The capacity audience at Rye Museum for Peter Ewart’s talk on the Vidler family of Rye included enough descendants of those he talked about to form an impressive family reunion after the talk. Relatives from Iden and other nearby localities and as far as Wiltshire clustered around Ewart to exchange information and anecdotes about their relations and the local families who had married into the Vidlers. The youngest Vidler among them was a recent head boy at Thomas Peacocke, justifiably proud of his forebears and pleased to learn more about them.
Ewart’s summary of the roles played by individuals in four generations of the family began with the first John Vidler (1789-1854) of many.
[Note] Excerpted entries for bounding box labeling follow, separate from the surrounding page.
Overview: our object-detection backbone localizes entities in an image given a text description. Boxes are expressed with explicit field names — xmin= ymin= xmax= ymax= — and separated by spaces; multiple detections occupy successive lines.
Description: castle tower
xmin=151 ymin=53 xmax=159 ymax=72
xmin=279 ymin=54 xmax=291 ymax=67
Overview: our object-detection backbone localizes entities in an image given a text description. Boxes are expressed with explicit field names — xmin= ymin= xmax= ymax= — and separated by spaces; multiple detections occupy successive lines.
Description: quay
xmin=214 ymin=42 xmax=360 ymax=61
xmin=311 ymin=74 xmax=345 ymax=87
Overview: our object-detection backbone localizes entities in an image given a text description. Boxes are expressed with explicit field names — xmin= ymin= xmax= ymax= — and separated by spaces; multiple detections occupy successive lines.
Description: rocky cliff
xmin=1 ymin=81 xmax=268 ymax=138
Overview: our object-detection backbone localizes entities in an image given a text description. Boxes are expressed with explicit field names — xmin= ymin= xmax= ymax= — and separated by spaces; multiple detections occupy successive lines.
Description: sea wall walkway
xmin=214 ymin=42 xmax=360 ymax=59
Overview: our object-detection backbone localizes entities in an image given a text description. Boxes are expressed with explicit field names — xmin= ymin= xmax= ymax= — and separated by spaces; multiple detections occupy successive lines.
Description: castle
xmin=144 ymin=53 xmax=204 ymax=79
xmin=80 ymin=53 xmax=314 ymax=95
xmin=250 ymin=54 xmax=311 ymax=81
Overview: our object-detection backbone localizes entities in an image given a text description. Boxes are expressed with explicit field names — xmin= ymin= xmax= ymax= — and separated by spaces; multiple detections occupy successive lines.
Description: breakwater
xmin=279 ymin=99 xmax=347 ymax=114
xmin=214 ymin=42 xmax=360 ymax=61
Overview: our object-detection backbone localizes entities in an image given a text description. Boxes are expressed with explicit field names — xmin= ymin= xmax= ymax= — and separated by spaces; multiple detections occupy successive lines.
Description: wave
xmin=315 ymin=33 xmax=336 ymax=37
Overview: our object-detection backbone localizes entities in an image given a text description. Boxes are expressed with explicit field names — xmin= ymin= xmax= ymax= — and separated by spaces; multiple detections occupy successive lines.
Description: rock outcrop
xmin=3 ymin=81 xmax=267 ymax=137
He started with nothing but created an esteemed maritime, shipowning and auctioneering business and served three times as mayor. It was he who bought the property now known as Friars of the Sack on Church Square in 1801, which is still owned by his descendants, 214 years later.
Successors of the first John Vidler developed the business even as they served the town in other ways — as mayors, consuls (handling foreign trade and visitors) and key figures in the founding of Cinque Ports Volunteer military groups, Rye museum, Rye Golf Club and the Rye and Camber Tramway.
One (Leopold Amon Vidler) wrote the still valued New History of Rye (1934) and other books on Rye barges and the Rye volunteers, predecessors of ‘Dad’s Army’. Another (Alex Roper Vidler) became a distinguished theologian and Dean of King’s College, Cambridge, as well as a mayor, vividly remembered by the museum’s chairman, Jo Kirkham, also a former mayor.
But Ewart gave the impression his favourite Vidler was the one he knew personally — a boy reputed to be ‘loathsome’, rebellious and perpetually in trouble, who grew up to become the respected instigator of sound training for prison officers (an achievement which he never revealed to the boys, including Ewart, who caddied for him on Rye golf course).
For those who like finding out more about our exceptional town and the people who have helped to shape it, the monthly talks at the museum in East Street are highly recommended.